I will never forgive myself for that.
Once we’re done with our ice cream, I head back home to drop them to Isla so I can go back and spend the night with Merleigh, but when I arrive, she’s not there. Figuring she might have just gone out, I try to call her phone, but it tells me it’s disconnected.
What the fuck?
In a slight panic, I look around the house and that’s when I find it. A folder on the kitchen counter, with my name on it. As if my mind already knows what I’m about to read, my body tenses and I pick it up with stiff fingers. I close my eyes before reading it, praying it’s not what I fucking think it is.
I’m wrong.
It’s exactly what I think it is.
The first thing I pick up is a letter from Isla, handwritten.
Dear Bohdi,
I know you’re going to hate me for this, and I know you’re going to take a long time to understand why I’ve done it, but I hope one day you can accept that I did what I had to do – for all of us.
I can’t be a mother. I love my boys, but I’m miserable and unhappy. I spend my days wishing I could be anywhere else. I’ve forgotten how it feels to live and I need to remember who I am. It’s selfish, I know, but they adore you and you always had such a great bond with them.
I’m not coming back, Bohdi. I’m not so cruel as to leave their lives and expect to come back when my mind changes. They don’t deserve that and neither do you. I want you to tell them I love them, but I just can’t be their mother anymore. I wish I could, more than anything, but I can’t.
I have attached papers that I have had drawn up, signing away all my parental rights and making you the full time guardian for both. I have thought this through, and it’s the right choice. I don’t want you to think I can come back in ten years and try to pick up where I left off. I’m signing my rights away, for your peace of mind.
It’s the least I can do.
I know you will be a great father to them, you always were. I know eventually, they’ll forget about me and grow to love you and whoever you end up with.

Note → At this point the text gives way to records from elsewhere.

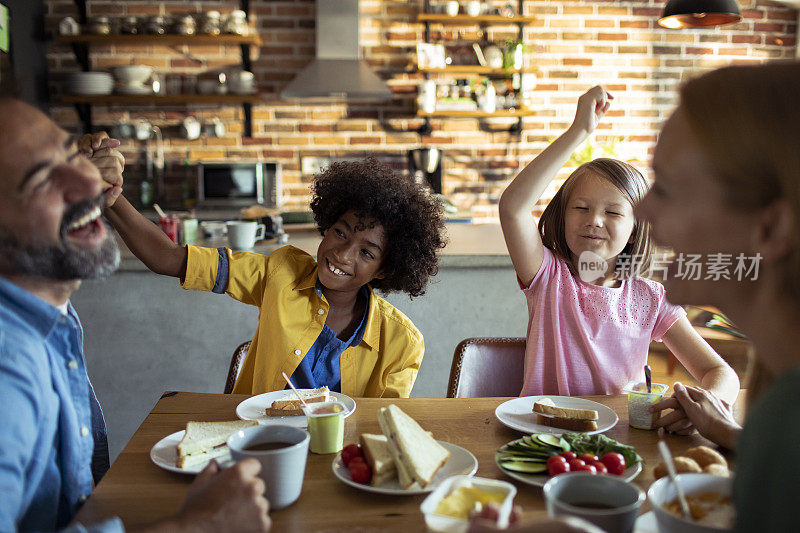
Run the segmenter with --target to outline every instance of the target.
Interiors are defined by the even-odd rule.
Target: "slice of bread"
[[[422,488],[427,487],[450,457],[447,448],[436,442],[416,420],[394,404],[380,409],[378,422],[388,438],[389,449],[398,465],[398,471],[402,471],[404,466],[412,481],[419,483]],[[402,475],[398,477],[401,486],[404,486]]]
[[[227,446],[222,446],[228,441],[234,431],[251,426],[257,426],[255,420],[231,420],[225,422],[195,422],[186,423],[186,433],[178,443],[177,466],[185,468],[187,464],[199,462],[193,456],[203,456],[203,459],[219,456],[227,451]],[[222,448],[219,452],[217,446]]]
[[[385,482],[397,477],[397,467],[389,451],[389,441],[385,435],[363,433],[360,437],[361,450],[364,459],[372,469],[373,487],[383,485]]]
[[[536,423],[542,426],[567,429],[569,431],[594,431],[597,429],[597,422],[594,420],[581,420],[580,418],[563,418],[560,416],[536,415]]]
[[[597,411],[593,409],[570,409],[558,407],[550,398],[542,398],[533,404],[533,412],[543,415],[557,416],[560,418],[574,418],[577,420],[597,420]]]
[[[303,403],[297,399],[293,391],[287,392],[288,394],[285,397],[275,400],[270,407],[265,409],[267,416],[297,416],[303,414]],[[306,403],[327,402],[331,399],[330,390],[325,385],[318,389],[301,389],[298,392]]]

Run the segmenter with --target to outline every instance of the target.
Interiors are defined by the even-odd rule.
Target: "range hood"
[[[317,0],[317,55],[283,98],[389,99],[392,91],[361,58],[358,0]]]

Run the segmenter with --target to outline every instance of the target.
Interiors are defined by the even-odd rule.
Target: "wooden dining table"
[[[163,470],[150,460],[150,449],[163,437],[185,429],[189,420],[236,419],[236,406],[248,398],[236,394],[166,392],[117,457],[111,469],[85,503],[76,520],[92,524],[118,516],[128,526],[147,524],[175,514],[180,508],[193,476]],[[619,416],[619,422],[605,434],[634,446],[644,468],[633,483],[647,490],[658,463],[655,431],[628,425],[627,397],[584,396],[604,404]],[[345,421],[345,445],[358,442],[362,433],[380,433],[377,412],[390,403],[416,419],[436,439],[457,444],[478,459],[476,475],[503,479],[517,487],[515,504],[523,520],[546,516],[542,489],[515,481],[495,464],[497,449],[523,435],[503,425],[495,408],[509,398],[356,398],[355,412]],[[741,403],[740,401],[737,404]],[[667,444],[678,455],[686,449],[710,442],[699,435],[667,435]],[[331,464],[335,455],[310,453],[303,490],[297,502],[271,513],[273,531],[424,531],[420,504],[424,495],[379,495],[350,487],[337,479]],[[646,507],[645,507],[646,509]]]

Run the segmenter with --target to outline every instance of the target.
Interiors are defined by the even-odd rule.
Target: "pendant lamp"
[[[719,26],[742,20],[736,0],[669,0],[658,19],[670,29]]]

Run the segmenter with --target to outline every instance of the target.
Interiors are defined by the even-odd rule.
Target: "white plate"
[[[120,85],[116,91],[119,94],[153,94],[153,88],[146,85]]]
[[[426,494],[431,492],[433,489],[439,486],[439,484],[444,481],[445,479],[449,478],[450,476],[471,476],[475,472],[478,471],[478,460],[472,455],[469,450],[465,450],[461,446],[456,446],[455,444],[450,444],[449,442],[444,441],[436,441],[450,452],[450,457],[447,459],[447,462],[436,472],[436,475],[433,476],[430,485],[425,487],[424,489],[416,489],[416,490],[406,490],[401,489],[400,484],[397,481],[397,478],[392,479],[391,481],[387,481],[383,485],[378,487],[373,487],[372,485],[363,485],[361,483],[356,483],[352,479],[350,479],[350,470],[344,466],[342,462],[342,454],[341,452],[336,455],[333,459],[333,463],[331,464],[331,470],[333,470],[333,475],[339,478],[342,483],[346,483],[351,487],[355,487],[360,490],[365,490],[367,492],[374,492],[376,494],[395,494],[395,495],[402,495],[402,496],[411,496],[414,494]]]
[[[186,433],[186,430],[183,429],[176,431],[155,443],[150,449],[150,460],[164,470],[169,470],[170,472],[177,472],[179,474],[199,474],[200,471],[206,467],[208,461],[196,463],[186,468],[175,466],[175,463],[178,461],[178,443],[183,438],[184,433]],[[231,458],[230,452],[216,459],[223,468],[227,468],[233,464],[233,458]]]
[[[344,412],[345,418],[352,415],[356,410],[356,401],[350,396],[342,394],[341,392],[333,391],[330,392],[330,396],[332,400],[341,402],[347,408],[347,410]],[[284,398],[293,399],[296,398],[296,396],[291,390],[276,390],[272,392],[265,392],[264,394],[259,394],[258,396],[253,396],[252,398],[248,398],[236,406],[236,416],[242,420],[258,420],[258,423],[262,426],[271,424],[281,424],[284,426],[294,426],[298,428],[304,428],[308,426],[305,415],[267,416],[264,414],[264,411],[267,407],[272,405],[272,402],[275,400],[282,400]]]
[[[566,407],[569,409],[592,409],[597,411],[597,429],[594,431],[582,431],[576,433],[586,433],[587,435],[594,435],[595,433],[602,433],[613,428],[619,417],[610,407],[603,404],[593,402],[591,400],[584,400],[583,398],[574,398],[572,396],[523,396],[521,398],[514,398],[508,400],[497,406],[494,410],[494,416],[511,429],[523,431],[525,433],[553,433],[560,435],[566,429],[553,428],[550,426],[541,426],[535,422],[536,413],[533,412],[533,404],[542,398],[550,398],[553,403],[558,407]]]
[[[633,533],[658,533],[658,522],[653,511],[639,515],[633,525]]]
[[[500,448],[502,450],[502,448]],[[522,472],[512,472],[511,470],[506,470],[502,466],[500,466],[500,461],[497,460],[497,454],[494,455],[494,464],[497,465],[505,475],[508,477],[514,478],[517,481],[521,481],[523,483],[527,483],[528,485],[534,485],[536,487],[544,487],[544,484],[547,483],[547,480],[550,479],[550,476],[547,474],[523,474]],[[629,466],[625,469],[621,476],[621,479],[625,481],[632,481],[636,476],[638,476],[642,472],[642,462],[639,461],[633,466]]]

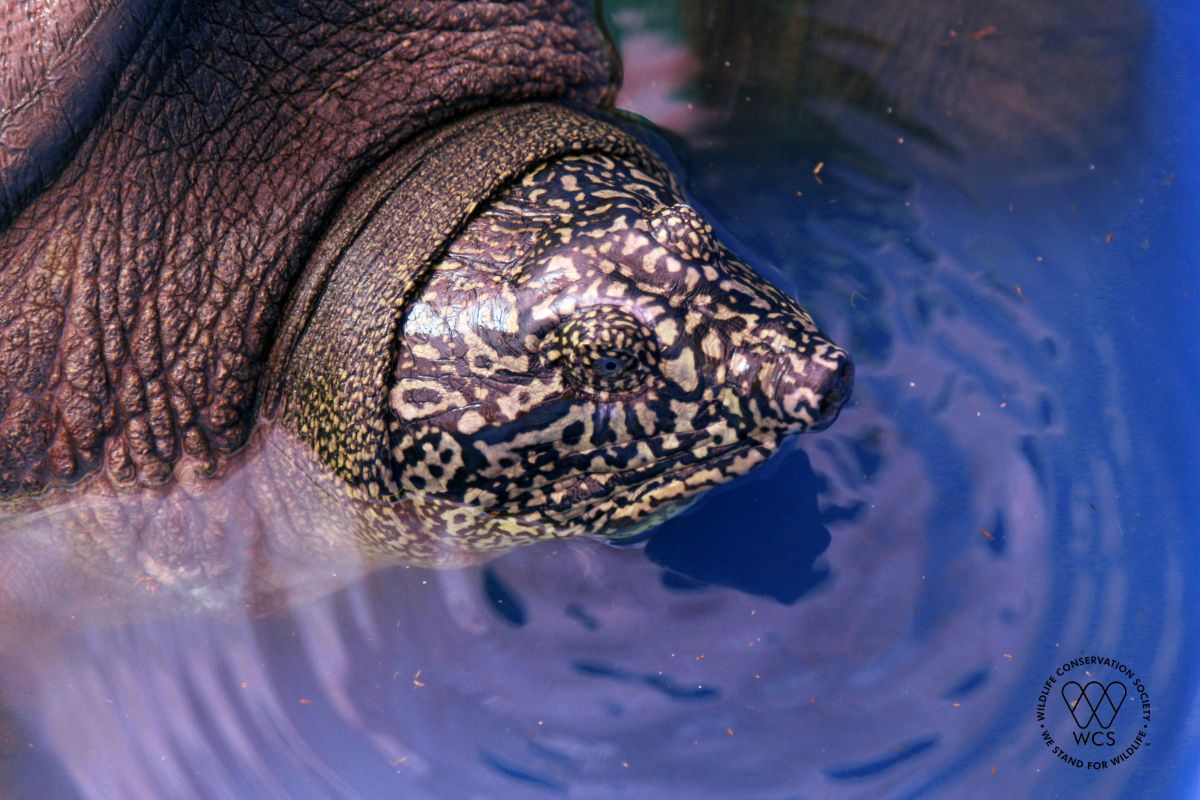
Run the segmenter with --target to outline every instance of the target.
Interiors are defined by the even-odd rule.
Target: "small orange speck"
[[[154,594],[158,591],[158,579],[153,575],[139,575],[133,579],[133,585],[144,589],[146,594]]]
[[[247,681],[242,681],[242,688],[243,688],[243,689],[249,689],[249,688],[250,688],[250,684],[249,684]]]
[[[995,25],[988,25],[986,28],[980,28],[979,30],[975,31],[974,33],[968,33],[963,38],[965,41],[968,41],[968,42],[982,42],[984,39],[992,38],[999,32],[1000,31],[998,31],[996,29]]]
[[[393,767],[398,767],[405,761],[408,761],[408,756],[396,756],[388,763],[390,763]]]
[[[815,698],[815,697],[810,697],[810,698],[809,698],[809,700],[808,700],[808,704],[809,704],[810,706],[815,706],[815,705],[817,704],[817,698]]]
[[[1008,403],[1001,403],[1001,404],[1000,404],[1000,407],[1001,407],[1001,408],[1008,408]]]
[[[996,537],[995,537],[995,536],[993,536],[993,535],[992,535],[992,532],[991,532],[991,531],[989,531],[987,528],[980,528],[980,529],[979,529],[979,532],[980,532],[980,533],[982,533],[984,536],[986,536],[986,537],[988,538],[988,541],[989,541],[989,542],[994,542],[994,541],[996,541]]]
[[[301,698],[300,698],[300,705],[302,705],[302,706],[311,706],[311,705],[312,705],[312,700],[309,700],[307,697],[301,697]]]
[[[823,169],[825,169],[825,162],[818,161],[817,165],[815,167],[813,167],[813,175],[820,175],[821,170],[823,170]]]
[[[420,688],[421,688],[421,687],[423,687],[424,685],[425,685],[425,681],[419,681],[419,680],[417,680],[416,678],[413,678],[413,686],[415,686],[415,687],[417,687],[418,689],[420,689]]]
[[[730,727],[726,728],[725,732],[730,736],[733,736],[733,726],[731,725]]]
[[[697,660],[697,661],[703,661],[703,660],[704,660],[704,653],[701,653],[700,655],[696,656],[696,660]]]
[[[1005,653],[1004,657],[1007,658],[1009,661],[1012,661],[1012,659],[1013,659],[1012,653]]]
[[[621,766],[622,766],[622,767],[624,767],[625,769],[629,769],[629,762],[628,762],[628,761],[622,761],[622,762],[621,762]]]
[[[1113,240],[1113,232],[1112,231],[1109,231],[1108,233],[1104,234],[1104,243],[1105,244],[1112,244],[1112,240]]]
[[[992,767],[992,774],[993,774],[993,775],[995,775],[995,774],[996,774],[998,771],[999,771],[999,770],[997,770],[995,767]]]
[[[962,708],[962,703],[951,703],[950,705],[954,706],[955,708]]]

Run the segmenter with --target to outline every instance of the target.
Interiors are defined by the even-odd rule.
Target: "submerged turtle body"
[[[630,536],[837,415],[846,354],[602,118],[590,9],[233,5],[7,198],[0,492],[100,572]]]

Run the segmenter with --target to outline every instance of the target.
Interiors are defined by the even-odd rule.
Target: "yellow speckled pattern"
[[[829,424],[852,381],[654,156],[537,104],[365,184],[279,348],[268,400],[332,491],[392,520],[363,545],[410,562],[432,541],[635,534]]]

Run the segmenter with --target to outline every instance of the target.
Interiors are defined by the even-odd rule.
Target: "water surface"
[[[1195,793],[1195,12],[734,5],[611,3],[623,100],[854,355],[837,424],[643,547],[10,644],[13,794]],[[1103,771],[1035,721],[1081,655],[1153,703]]]

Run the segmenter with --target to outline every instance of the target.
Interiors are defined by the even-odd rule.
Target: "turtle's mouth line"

I’m sorry. I know you’re going to hate me. I just hope one day you can understand.
To Sunny and Taj, I’m sorry.
I’m truly sorry.
Isla x
NOW – MERLEIGH
The knocking at my door has me stopping what I’m doing to see Bohdi standing at the screen. His eyes frantic. I rush over, well, as fast as I can move with my sore leg.
“What’s the matter? Is everything okay?”
“You know how you said you wanted to be a Mother?”
I narrow my eyes, confused, and just as I do I see Sunny and Taj walking up the stairs, hands full of shells, smiles on their handsome little faces. Still, I don’t understand what Bohdi is talking about. What does he mean be a mother? To the boys? I don’t understand.
“You’re not making any sense, Bohdi. What’s going on?”
He hands me a note, and with narrowed eyes, I take it and read. What I read has my eyes widening and my heart racing. This can’t be real. Isla wouldn’t just up and leave her children like that...would she? No way, it just doesn’t make any sense. Is she in trouble? What if she is and this is some sort of ploy to get Bohdi to believe she made this choice on her own?
It’s not so far-fetched, is it? I mean, Bohdi upped and left everything and had people believe he was dead. This wouldn’t be so far from that kind of crazy. I narrow my eyes and then Bohdi hands me another stack of papers. “Before you go over theories, have a look at these papers, signed by her and done up by a lawyer. I rang that lawyer, who told me Isla was very calm and insistent on everything, and that she was certainly clear of mind. Trust me, I’ve been over every option, but the truth is that she wanted this. That’s all there is to it.”